Bilderstürmer

Münster, Ulm

Ich habe neulich zu Hofe eine harte, scharfe Predigt getan wider das Saufen; aber es hilft nicht.

(Martin Luther, anno domini 1517)

In der Tat, es hilft nicht. Es hilft niemals. Man mag es ….. falsch. Ich führe dieses Übel darauf zurück, dass dem Menschen zwei Welten offenstehen. Er geniesst den Segen der Religion genauso gerne wie den des Gasthofs. Und von Herrn Luther lässt er sich schon mal garnicht disziplinieren; Martin war auch kein Kind von Traurigkeit, sondern von grossem Durst.

Die folgende Geschichte ist ein Steinchen aus dem gewaltigen Mosaik deutscher Geschichte. Ich habe es nicht ausgewählt, sondern es ist mir einfach zugelaufen wie ein Hund. Ich schrieb es – stark gekürzt – auf, weil’s ein wenig Charme hat.

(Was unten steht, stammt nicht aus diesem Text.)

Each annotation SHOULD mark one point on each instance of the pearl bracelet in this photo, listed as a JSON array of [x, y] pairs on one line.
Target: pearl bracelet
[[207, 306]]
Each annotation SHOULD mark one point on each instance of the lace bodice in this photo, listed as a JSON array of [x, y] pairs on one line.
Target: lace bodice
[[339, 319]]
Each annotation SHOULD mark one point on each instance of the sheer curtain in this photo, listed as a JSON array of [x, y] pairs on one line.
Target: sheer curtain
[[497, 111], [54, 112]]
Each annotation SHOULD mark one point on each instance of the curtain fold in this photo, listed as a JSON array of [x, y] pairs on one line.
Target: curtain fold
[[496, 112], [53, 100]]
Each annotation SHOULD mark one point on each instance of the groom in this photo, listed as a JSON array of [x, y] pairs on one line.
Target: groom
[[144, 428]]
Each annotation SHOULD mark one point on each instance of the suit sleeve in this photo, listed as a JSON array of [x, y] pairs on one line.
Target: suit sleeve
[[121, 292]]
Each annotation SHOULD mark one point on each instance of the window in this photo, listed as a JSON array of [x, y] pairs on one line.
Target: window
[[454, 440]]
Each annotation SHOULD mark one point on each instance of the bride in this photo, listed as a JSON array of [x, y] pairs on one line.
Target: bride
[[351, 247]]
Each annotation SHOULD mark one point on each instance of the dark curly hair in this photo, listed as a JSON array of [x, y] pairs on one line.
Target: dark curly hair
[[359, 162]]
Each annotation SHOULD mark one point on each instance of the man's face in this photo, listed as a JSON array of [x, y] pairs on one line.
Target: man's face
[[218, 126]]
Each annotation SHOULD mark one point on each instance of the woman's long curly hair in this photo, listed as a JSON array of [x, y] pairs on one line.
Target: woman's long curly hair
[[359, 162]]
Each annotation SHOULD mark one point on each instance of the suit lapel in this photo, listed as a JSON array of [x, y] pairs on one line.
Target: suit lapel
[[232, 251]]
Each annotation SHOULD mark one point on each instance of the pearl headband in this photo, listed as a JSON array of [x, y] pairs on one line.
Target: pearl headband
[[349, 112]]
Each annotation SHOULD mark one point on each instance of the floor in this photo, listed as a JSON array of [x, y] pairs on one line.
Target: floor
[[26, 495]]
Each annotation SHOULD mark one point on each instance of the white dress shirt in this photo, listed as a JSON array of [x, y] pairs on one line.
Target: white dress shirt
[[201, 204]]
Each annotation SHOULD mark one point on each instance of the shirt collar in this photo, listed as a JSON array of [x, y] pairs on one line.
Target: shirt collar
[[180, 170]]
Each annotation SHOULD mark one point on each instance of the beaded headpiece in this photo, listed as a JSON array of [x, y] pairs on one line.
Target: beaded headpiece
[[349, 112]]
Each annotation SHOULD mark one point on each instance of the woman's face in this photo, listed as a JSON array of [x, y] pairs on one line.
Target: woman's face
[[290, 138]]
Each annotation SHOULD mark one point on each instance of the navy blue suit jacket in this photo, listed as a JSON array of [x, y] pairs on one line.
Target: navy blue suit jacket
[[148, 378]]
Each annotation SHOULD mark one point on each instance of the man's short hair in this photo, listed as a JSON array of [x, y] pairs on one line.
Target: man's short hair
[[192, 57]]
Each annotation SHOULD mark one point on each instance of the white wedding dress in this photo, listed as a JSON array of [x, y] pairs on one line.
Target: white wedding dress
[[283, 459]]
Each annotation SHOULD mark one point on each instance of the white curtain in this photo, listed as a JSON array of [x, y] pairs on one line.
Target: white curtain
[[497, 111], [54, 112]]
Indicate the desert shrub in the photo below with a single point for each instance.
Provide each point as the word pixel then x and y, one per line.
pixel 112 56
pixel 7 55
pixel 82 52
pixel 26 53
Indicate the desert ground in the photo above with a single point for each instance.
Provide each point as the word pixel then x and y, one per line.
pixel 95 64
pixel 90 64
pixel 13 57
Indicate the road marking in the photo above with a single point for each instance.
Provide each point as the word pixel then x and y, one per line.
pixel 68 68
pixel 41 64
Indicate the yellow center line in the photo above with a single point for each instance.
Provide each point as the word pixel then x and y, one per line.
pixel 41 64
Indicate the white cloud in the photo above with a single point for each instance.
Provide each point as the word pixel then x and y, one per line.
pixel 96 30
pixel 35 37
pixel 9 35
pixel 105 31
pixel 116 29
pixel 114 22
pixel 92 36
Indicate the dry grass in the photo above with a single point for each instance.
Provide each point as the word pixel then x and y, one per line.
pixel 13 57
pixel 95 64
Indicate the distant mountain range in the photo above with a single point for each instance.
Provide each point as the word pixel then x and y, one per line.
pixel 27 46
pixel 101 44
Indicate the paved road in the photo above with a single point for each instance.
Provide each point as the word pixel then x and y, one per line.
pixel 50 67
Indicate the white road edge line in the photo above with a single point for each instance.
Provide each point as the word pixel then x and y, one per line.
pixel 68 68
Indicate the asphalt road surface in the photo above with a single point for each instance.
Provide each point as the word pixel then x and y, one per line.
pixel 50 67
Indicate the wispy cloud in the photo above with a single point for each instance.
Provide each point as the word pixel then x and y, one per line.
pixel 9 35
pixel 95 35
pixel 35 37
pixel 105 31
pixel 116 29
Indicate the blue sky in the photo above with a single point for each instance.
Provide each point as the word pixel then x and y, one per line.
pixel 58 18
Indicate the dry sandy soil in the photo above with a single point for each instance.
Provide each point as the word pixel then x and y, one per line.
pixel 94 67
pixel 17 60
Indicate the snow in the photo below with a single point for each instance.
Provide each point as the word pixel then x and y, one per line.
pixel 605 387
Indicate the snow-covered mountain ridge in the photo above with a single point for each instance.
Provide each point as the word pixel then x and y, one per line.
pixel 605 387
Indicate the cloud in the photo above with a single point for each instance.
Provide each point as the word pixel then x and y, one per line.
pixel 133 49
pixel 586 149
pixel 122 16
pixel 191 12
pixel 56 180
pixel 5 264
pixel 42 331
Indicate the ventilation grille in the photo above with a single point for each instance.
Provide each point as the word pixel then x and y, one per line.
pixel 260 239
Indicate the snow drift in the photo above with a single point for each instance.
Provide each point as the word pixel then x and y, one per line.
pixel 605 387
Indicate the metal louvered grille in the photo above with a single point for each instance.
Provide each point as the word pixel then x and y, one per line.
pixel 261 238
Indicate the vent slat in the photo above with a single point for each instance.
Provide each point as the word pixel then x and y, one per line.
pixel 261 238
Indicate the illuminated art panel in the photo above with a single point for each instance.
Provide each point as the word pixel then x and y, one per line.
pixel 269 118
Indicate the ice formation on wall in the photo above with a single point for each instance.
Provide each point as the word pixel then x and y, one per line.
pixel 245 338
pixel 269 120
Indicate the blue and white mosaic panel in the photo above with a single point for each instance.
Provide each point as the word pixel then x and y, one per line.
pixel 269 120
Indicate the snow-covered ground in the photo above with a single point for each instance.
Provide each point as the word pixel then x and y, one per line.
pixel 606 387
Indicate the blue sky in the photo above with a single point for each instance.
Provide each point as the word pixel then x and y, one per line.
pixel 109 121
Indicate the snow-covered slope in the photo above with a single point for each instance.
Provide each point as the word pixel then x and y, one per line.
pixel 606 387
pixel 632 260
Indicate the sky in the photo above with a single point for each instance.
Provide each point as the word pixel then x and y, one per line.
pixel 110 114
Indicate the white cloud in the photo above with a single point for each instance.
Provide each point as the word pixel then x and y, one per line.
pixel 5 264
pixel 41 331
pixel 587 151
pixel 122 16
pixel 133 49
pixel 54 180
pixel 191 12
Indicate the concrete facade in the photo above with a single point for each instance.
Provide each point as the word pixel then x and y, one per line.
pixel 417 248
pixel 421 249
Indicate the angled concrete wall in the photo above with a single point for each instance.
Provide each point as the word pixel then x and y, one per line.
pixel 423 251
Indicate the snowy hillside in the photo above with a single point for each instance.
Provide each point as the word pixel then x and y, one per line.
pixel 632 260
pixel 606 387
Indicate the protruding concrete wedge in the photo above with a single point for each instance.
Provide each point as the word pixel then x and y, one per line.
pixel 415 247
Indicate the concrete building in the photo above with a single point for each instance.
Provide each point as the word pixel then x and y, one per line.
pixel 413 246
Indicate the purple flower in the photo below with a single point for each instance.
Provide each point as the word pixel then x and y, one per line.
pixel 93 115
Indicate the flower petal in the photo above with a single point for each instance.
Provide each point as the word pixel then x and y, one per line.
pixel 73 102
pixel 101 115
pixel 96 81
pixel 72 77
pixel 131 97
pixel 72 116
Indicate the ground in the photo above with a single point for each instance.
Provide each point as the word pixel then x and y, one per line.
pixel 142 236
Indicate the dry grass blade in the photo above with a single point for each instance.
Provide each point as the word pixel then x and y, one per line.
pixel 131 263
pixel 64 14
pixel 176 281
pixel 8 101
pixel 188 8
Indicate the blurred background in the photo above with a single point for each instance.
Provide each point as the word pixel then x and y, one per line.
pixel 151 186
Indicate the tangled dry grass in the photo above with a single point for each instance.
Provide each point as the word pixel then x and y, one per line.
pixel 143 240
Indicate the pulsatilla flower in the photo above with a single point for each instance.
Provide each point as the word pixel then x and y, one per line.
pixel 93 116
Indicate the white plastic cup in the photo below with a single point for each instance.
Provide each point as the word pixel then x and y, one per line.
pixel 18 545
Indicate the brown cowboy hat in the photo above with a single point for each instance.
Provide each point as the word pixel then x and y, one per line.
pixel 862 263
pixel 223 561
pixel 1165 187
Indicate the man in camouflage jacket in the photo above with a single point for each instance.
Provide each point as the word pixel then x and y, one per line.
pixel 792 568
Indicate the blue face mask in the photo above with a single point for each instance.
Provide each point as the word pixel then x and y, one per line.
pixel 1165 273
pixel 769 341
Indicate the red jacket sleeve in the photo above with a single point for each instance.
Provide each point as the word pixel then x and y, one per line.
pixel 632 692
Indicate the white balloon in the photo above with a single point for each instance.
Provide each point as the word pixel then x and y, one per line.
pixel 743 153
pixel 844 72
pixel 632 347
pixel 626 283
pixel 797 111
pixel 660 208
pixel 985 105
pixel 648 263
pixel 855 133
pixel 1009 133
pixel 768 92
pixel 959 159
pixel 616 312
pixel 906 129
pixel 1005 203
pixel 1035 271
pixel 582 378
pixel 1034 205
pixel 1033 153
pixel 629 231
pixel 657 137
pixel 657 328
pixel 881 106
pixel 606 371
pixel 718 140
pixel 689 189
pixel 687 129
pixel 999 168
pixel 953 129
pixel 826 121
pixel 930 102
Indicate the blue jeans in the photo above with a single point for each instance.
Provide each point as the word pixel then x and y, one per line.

Es ist ein alter Hut, dass man in Ratssälen wie in Gasthöfen trefflich streiten kann. Und Streitgespräche können, wenn die Rahmenbedingungen es zulassen, zu Konsequenzen führen, wie es die katholische Kirche in einer ihrer dekadenten Phasen im 16. Jahrhundert schmerzlich hinnehmen musste. Es waren ausgerechnet Leute wie Luther in Deutschland, Zwingli und Calvin in der Schweiz, die erfolgreich gegen die Kirche opponierten und einen Reformkurs einleiten konnten. Aus Protestlern wurden Protestanten und Calvinisten, also neue Religionsgemeinschaften.

Luther war so um 48 Jahre alt, als seine Protestanten durchdrehten, indem sie versuchten, dem Katholizismus Gewalt anzutun. Sie bildeten Gruppen und spielten Bilderstürmer. Ihr Ziel war wohl, die Prasserei in den Kirchen zu beenden. Sie stürmten zum Beispiel das Münster zu Ulm im jahr 1531, um dort alles kurz und klein zu schlagen, was nach schön und teuer aussah.

Nun gab es in Ulm jedoch einen Verräter, der den Katholen den Termin für die Missetat mitteilte. So haben diese sich am Vortag mit allem, was Räder hatte, auf den Weg gemacht und das Münster so gut wie leergeräumt. Die wertvollen Sachen wurden von Bürgern der Stadt, also von Katholiken, Juden und Protestanten über die Stadt verteilt deponiert, wo immer ein Platz zu finden war. Selbst schwerste Steinstatuen emigrierten, ohne Tränen zu vergiessen. Fest installiertes, wie Kunst in Altarnischen hatte man rechtzeitig zugemauert.

Wie gesagt, am Folgetag, den man grosspurig „Götzentag“ nannte, fand dann in Ulm die Bilderstürmerei im Münster, dieser Prachtkirche statt. Man hat wohl ein paar Chorbänke und die Orgel zertrümmert und ist dann zufrieden weitergezogen.

Es ist anzunehmen, dass die „Beutekunst“ im Verlauf einiger Jahre den Weg zurück in ihre Kirche fand.